The Leafs will have to sort out the salary cap as players return from their injuries
Photo credit:Nick Turchiaro-USA TODAY Sports
By Jon Steitzer1 year ago
I spent Tuesday afternoon trying to crunch the numbers on the Leafs. They didn’t really seem to add up, so I tried to crunch them again. Every time I looked at the Leafs cap situation I could feel my head start throbbing more and more, thinking it didn’t make a lick of sense, but I was determined to figure out how Mrazek and Mikheyev return, while the Leafs cut back their lineup, but also have to deal with injuries to Sandin, Marner, Dermott, and the suspension to Spezza. I gave up anyway.
Luckily, our favourite TLN capologist, Earl Schwartz sent out some tweets later this evening that made me feel less stupid, because I was write that the numbers didn’t work, but he also made provides a timeline and outline for how to make things work for the Leafs…
So in a nutshell, the Ilya Mikheyev, and Petr Mrazek LTIR stints have given the Leafs all the room they need to ice a 23 man roster. The return of Mrazek eats into a massive chunk of that, and while Toronto could choose to keep him on the LTIR after his conditioning stint ends (which it looks like it has) Toronto can buy some more time of LTIR relief, and they can keep Woll up on the Leafs on an emergency loan.
That makes sense from a cap management perspective, but with a Western Canadian road trip, Campbell showing some signs of exhaustion, and a back to back before Christmas, the Leafs probably want to bring back their big free agent signing of the summer. Still there is some flexibility with the date for that, and no need to do it until they want to give Mrazek a start.

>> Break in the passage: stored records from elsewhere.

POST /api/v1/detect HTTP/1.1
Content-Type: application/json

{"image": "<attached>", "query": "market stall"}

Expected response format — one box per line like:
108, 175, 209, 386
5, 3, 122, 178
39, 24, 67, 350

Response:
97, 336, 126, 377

Secondly, before this weekend it was a lot more simple. Anderson and Clifford would be sent to the Marlies, and possibly Liljegren could be a Marlie on paper for a few days while Toronto figured out their next move. Pretty much all of that changed with the Sandin/Marner injuries, and with the Spezza suspension. The Spezza suspension oddly enough is the most challenging as that cap space can’t go anywhere and the Leafs lose some flexibility by needing to keep someone around to replace him. Add to that, with Spezza out and Marner out, having a decent forward like Mikheyev back in the lineup seems like more necessary than it did a couple of days ago.
So that brings us to Earl’s suggestion of putting Marner on the Long Term Injured Reserve. It makes sense given that he will be out 3-4 weeks, and the minimum requirement for the LTIR is either 10 games or 24 calendar days (you can retroactively put Marner on the LTIR as well). That timeline would mean that Marner would be available for either the Blue Jackets game on the 27th or the Penguins game on the 29th at the end of the month. The obvious catch here is that if Marner doesn’t fully require that amount of time and is able to return earlier, you are now keeping one of your best players out of the lineup. If Toronto is feeling comfortable with the timeline, this does seem like the best way to go.
Now there are plenty of other options like trades and waivers that can balance things out, but it’s the NHL and trades are a rarity, and this year it seems like any halfway capable player put on waivers is going to be claimed. That’s hasn’t worked well for the Leafs so far this season and doesn’t look like it would bode well in this situation either. Marner might be the best option, but if I’m the Leafs I’m probably trying to get him in front of the doctor one more time before making the decision.
It’s also worth noting that the Leafs aren’t accruing anything in the way of cap space to help them at the trade deadline as long as they are going the LTIR route. I’d assume the Leafs waved goodbye to that philosophy a while, back to it’s certainly worth noting, as there is still complicated work to be done on managing the Leafs cap going forward.
For now, it looks like the “what do the Leafs do when their roster is healthy?” question has been delayed. The answer is probably the same as it was before the weekend, but with the added catch of Kyle Clifford might be at a point where he too will require waivers when that occurs. Given that he is one of the few players who has been able to clear waivers this season, it might not be a worry either.